O outro estudo a que se refere foi feito nas eleições legislativas de 2015. Foi perguntado aos eleitores se gostariam que o Estado gastasse mais (ou menos) em várias áreas, alertando-os de que isso poderia implicar um aumento de impostos (ou uma degradação dos serviços). As respostas foram claras acerca das prioridades dos portugueses: perto de 9 em cada 10 querem que o Estado gaste mais ou muito mais em Saúde. Esse foi o campo mais esmagador, mas nos restantes – Educação, apoios sociais, pensões e apoio aos desempregados – também se observa uma maioria clara pró-aumento da despesa.
Tal como na sondagem mais recente, o alinhamento político tem uma influência limitada. Os eleitores do PSD+CDS (a anterior coligação Portugal à Frente) também mostravam uma preferência clara pelo reforço dos gastos públicos. “Colocados perante ‘quer aumentar a despesa’ ou ‘quer reduzir os impostos’, os portugueses acham a primeira opção mais apelativa do que a segunda”, conclui Pedro Magalhães. “Antes de começar a cortar impostos, as pessoas querem que os serviços públicos melhorem. Não tenho nenhuma indicação de que os impostos sejam um tema fundamental.”

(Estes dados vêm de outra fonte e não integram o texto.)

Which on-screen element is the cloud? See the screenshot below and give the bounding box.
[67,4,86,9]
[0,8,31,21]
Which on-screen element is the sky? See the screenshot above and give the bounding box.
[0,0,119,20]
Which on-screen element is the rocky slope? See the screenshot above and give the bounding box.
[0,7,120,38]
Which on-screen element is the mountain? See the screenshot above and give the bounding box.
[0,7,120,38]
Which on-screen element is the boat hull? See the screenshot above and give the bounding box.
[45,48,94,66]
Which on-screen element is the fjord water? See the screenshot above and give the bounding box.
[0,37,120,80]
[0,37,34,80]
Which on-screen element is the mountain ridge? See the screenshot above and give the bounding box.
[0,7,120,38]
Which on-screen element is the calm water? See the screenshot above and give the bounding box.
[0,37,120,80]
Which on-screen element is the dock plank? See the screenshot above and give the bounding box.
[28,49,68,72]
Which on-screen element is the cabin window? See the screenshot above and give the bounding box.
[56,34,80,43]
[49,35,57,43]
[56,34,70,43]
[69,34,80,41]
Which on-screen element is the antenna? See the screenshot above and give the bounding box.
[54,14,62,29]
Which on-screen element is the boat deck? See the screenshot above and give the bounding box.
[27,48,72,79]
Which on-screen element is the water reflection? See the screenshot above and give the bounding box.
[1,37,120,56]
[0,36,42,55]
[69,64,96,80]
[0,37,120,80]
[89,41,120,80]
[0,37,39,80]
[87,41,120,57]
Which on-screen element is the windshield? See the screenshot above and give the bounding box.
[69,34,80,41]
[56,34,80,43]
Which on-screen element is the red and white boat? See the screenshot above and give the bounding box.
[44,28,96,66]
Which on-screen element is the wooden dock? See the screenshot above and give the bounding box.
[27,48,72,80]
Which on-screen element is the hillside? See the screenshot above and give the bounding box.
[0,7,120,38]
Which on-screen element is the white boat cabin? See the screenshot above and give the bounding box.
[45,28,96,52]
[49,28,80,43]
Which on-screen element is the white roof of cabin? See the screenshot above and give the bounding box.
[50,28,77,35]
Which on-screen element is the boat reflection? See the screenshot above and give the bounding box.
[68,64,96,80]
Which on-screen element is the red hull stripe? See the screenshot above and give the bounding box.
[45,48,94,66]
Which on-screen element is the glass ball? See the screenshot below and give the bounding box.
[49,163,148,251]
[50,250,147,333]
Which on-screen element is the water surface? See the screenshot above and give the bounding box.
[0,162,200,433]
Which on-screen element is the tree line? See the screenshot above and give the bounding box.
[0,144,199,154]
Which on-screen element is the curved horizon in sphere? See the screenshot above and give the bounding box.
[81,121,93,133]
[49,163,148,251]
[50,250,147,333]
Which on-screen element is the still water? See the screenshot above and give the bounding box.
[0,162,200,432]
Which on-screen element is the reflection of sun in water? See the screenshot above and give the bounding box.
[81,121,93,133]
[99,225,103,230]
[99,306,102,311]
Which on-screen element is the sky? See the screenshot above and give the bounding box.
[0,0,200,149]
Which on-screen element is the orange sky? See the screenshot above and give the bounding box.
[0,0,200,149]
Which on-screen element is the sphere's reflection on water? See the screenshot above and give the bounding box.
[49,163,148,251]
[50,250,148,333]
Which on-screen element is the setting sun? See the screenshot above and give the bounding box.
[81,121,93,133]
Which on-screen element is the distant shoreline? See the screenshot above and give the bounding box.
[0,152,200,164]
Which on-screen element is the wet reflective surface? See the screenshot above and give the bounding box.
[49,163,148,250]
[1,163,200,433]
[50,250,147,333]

Estas conclusões constituem outro obstáculo a uma descida drástica dos impostos. Poderia argumentar-se que isto não significa que os portugueses desvalorizem um alívio fiscal, mas apenas que valorizam muito a qualidade dos serviços públicos. É uma possibilidade, mas a verdade é que, embora o tema receba ampla cobertura mediática, ele não parece estar na cabeça dos portugueses. Na mesma sondagem do ICS/ISCTE, publicada este mês, os impostos não apareciam nas principais categorias citadas como prioridades. Saúde era a clara nº 1, seguida por corrupção e por emprego/salário. Juntas, estas três representavam praticamente 2/3 das respostas. Um outro estudo da OCDE mostrava que Portugal estava entre os países onde mais gente aceitaria pagar mais impostos para ter melhor acesso à saúde.
Como conciliar estes resultados com a atenção que o tema recebe? O sociólogo Pedro Adão e Silva diz existir uma dissonância entre as preocupações de jornalistas e comentadores e as da generalidade da população, cujo salário bruto médio ronda os 1 100 euros. “Da mesma forma como os eleitores votam com as suas preocupações materiais, quem escreve nos média também o faz com as suas circunstâncias”, aponta.

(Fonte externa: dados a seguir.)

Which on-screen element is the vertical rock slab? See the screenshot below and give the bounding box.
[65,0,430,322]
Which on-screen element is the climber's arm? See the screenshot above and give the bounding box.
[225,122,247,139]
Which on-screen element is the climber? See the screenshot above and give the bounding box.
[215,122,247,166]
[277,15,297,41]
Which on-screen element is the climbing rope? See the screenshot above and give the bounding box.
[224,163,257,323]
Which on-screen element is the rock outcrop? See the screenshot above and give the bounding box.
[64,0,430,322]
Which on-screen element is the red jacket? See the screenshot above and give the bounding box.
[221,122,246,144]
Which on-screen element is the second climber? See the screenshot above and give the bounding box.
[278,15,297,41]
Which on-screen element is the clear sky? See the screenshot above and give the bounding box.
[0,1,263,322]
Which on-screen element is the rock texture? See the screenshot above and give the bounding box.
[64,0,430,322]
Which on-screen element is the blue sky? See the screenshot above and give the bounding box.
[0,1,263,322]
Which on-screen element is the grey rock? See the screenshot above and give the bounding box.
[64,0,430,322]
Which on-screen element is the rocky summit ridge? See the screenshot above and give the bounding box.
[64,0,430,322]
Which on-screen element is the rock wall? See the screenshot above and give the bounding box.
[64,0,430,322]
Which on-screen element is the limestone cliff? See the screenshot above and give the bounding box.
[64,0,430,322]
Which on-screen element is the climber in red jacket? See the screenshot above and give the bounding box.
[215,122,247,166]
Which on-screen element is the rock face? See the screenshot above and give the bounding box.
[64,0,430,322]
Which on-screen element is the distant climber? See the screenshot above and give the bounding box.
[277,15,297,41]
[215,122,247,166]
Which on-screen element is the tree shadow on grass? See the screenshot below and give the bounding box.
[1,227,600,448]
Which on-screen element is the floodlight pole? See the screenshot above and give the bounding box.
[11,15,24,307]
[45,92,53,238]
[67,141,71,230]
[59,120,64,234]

Pouco mais de 2% dos contribuintes pagam quase 40% da receita de IRS, e basta ter um rendimento coletável superior a 20 mil euros/ano para estar entre os 16% de portugueses que mais ganham, mostram dados de 2014. Os 2/3 mais pobres são responsáveis por apenas 4% daquilo que o Fisco arrecada com o IRS. Claro que existem outros impostos que pagamos no dia a dia, como o IVA ou o ISP, mas, ao estarem integrados no preço, têm um efeito mais anestesiante.
Ainda assim, a ideia de que os mais ricos apoiam impostos mais baixos não parece ser verdadeira. Os inquéritos não trazem uma divisão por escalões de rendimento, mas fazem-no para as qualificações. E essa análise mostra-nos que quem estudou menos anos – teoricamente, com salário mais baixo – é quem tem mais reticências face a impostos. O apoio mais forte à ideia de “melhores serviços e impostos mais altos” chega de quem concluiu o Ensino Superior.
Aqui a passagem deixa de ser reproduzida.